Oh, good points. And your point on California holds despite the fact that their emigres have been turning Colorado blue, and despite the fact that in the '90s, they kind of invented the modern anti-Hispanic Republican movement with Pete Wilson and Prop. 187.
To that last point a small morbid mortality aside … the Southern states are losing their older White (and consequently more reliably GOP) voters faster than elsewhere. Moreover, even though fewer Texans live as long as elsewhere, more of them have dementia - “Nationally, Texas ranks third in the number of AD [Alzheimer Disease] cases and second in the number of AD deaths.” Yes, it is morbid, but increasingly more of the over 65 White Texan group will either die off or be too disabled to vote.
That’s a nice graph, which also illustrates how well Republican voting is working out for people (with Utah as the outlier).
And Texas is not per se the worst by age adjusted rates in the South. As a block dementia seems to hit the South (and the Pacific NW and Maine) particular hard. Not sure why.
Some discussion about how their party’s budget plans gut Social Security and Medicare to pay for more tax cuts for the Job Creators would be in order. I think you can expect it, too.
But he’s a governor! That makes him credible as a candidate! And their best one since Jindal drooled on himself in public.
Christie, gotta be Christie now, right, adaher? Or maybe Kasich is your last, best hope even if he’s shown no signs of interest? Who else ya got? Not Brownback either, same reasons as Jindal. Shit, gotta be *some *governor out there …
I should have added that Kasich disqualified himself by accepting Obamacare funding for Medicaid expansion. It might be safe a year or so from now, or at least after the *King *ruling settles in, but he did it too soon.

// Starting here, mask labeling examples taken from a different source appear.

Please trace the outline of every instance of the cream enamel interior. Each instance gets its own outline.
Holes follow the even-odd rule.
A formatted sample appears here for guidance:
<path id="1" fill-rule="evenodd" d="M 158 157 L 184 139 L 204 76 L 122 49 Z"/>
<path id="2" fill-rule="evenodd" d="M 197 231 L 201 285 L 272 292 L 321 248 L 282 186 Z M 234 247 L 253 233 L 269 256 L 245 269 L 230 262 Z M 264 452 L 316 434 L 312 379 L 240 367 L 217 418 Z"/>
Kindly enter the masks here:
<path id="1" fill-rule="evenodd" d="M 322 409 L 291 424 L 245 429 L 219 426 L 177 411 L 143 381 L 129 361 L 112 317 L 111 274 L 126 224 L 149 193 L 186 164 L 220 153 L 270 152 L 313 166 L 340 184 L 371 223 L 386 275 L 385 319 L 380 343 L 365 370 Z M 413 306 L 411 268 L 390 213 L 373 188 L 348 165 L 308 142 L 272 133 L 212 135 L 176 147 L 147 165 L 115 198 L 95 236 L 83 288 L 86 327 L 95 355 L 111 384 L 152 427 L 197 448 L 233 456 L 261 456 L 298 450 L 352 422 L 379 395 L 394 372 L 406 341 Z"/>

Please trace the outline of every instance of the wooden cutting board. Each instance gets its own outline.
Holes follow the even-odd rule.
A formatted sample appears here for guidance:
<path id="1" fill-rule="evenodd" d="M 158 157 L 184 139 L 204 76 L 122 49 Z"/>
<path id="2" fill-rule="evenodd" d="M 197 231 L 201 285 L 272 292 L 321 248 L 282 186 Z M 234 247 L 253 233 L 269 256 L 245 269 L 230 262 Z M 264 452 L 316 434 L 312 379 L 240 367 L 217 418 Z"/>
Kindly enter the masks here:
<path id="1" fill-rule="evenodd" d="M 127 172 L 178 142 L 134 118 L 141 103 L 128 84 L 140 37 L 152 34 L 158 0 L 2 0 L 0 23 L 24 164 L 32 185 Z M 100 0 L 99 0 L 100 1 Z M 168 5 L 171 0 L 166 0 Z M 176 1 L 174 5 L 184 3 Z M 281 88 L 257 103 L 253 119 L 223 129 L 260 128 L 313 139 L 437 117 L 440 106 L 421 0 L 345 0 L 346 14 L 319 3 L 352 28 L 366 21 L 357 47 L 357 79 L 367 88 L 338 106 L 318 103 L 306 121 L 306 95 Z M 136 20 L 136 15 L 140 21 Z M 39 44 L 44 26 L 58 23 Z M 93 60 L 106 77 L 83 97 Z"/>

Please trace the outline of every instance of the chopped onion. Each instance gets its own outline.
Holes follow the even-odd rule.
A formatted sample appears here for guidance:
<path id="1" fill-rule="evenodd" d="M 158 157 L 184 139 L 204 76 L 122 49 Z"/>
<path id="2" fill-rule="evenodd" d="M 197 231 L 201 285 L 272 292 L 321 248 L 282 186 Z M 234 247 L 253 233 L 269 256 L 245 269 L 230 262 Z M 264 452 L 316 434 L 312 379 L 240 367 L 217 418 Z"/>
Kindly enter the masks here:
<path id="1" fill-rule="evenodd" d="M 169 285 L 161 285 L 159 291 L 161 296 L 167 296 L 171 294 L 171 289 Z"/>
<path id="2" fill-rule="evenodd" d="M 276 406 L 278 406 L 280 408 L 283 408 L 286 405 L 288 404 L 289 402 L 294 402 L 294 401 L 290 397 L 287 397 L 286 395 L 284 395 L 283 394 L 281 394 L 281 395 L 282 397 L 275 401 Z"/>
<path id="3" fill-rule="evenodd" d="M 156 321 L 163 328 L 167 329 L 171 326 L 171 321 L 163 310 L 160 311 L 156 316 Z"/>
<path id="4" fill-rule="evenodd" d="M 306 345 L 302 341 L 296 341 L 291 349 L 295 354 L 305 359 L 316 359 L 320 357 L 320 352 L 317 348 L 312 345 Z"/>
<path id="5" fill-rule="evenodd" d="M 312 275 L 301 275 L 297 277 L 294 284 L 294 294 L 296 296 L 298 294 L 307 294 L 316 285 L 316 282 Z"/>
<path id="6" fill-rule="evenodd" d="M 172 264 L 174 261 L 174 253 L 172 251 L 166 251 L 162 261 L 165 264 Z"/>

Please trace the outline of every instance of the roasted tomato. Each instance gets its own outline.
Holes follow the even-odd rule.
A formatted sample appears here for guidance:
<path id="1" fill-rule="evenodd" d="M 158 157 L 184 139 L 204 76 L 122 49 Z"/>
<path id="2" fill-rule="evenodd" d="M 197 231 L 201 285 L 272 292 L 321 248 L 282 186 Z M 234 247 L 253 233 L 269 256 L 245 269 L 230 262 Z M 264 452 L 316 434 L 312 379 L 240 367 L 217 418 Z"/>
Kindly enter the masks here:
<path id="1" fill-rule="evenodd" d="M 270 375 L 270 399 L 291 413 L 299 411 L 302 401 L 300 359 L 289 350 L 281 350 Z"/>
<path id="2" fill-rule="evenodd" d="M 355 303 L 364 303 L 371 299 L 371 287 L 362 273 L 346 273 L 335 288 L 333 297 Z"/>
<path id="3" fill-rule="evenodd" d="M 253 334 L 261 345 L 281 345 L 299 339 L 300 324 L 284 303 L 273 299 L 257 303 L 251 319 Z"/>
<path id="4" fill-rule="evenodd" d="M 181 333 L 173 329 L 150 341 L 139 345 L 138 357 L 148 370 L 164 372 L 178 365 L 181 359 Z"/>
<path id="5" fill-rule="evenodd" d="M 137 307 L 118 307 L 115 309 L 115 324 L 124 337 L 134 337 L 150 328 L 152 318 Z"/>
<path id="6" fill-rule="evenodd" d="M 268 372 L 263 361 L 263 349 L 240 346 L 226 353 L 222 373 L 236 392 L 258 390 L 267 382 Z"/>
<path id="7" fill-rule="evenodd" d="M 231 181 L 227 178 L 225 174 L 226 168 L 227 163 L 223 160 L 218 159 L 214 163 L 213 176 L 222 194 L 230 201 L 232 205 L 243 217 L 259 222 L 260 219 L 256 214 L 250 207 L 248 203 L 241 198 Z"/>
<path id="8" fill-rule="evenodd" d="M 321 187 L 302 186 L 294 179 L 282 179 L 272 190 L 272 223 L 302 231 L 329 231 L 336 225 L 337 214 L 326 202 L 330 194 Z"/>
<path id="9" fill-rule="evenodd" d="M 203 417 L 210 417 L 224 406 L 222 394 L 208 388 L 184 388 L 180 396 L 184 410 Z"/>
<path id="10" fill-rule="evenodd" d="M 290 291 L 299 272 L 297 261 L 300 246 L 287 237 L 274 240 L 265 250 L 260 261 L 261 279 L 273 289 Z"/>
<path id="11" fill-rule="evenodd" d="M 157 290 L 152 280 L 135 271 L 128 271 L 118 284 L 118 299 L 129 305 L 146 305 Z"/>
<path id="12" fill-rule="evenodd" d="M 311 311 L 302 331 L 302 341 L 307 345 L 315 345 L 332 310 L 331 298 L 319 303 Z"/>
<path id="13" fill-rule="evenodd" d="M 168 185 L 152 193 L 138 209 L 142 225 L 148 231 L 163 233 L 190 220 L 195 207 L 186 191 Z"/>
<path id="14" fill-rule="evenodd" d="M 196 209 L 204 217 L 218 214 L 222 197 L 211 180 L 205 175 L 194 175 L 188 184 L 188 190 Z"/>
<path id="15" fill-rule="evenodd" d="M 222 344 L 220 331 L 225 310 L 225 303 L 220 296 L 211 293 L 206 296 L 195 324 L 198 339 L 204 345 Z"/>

Rick Scott learned his lesson, though - he’d been wavering on Medicaid but he’s back solidly on his traditional “screw 'em” platform. Odd that **adaher **has not been promoting the virtues of the GOP governor he’s most familiar with.
Because that article will really convince people who would otherwise vote for him. Ayup.
Seriously. I detest the guy and find that pretty weak. Unemployment rate in WI is pretty much paralleling the country and its next door neighbor IL. And any impacts of a governor’s policies, for the better or for the worse, are not going to be seen much in a first four year stretch.
Wisconsin’s problems are longstanding and it isn’t just the number of jobs … compared to the U.S. over the past 8 years average real median household income has dropped more there than for the nation as a whole.
Walker would be a great GOP nominee. There’s not one of that group that would lose Ohio more horrifically!
He was just on MTP and seemed plenty interested to me. Don’t forget, he ran before–and as the saying goes, the only cure for presidential fever is embalming fluid.
He’d probably do better than any other conceivable nominee, but he’d still lose.
Right wing nutjobs, doing what they do, might just help turn Texas blue faster than I thought.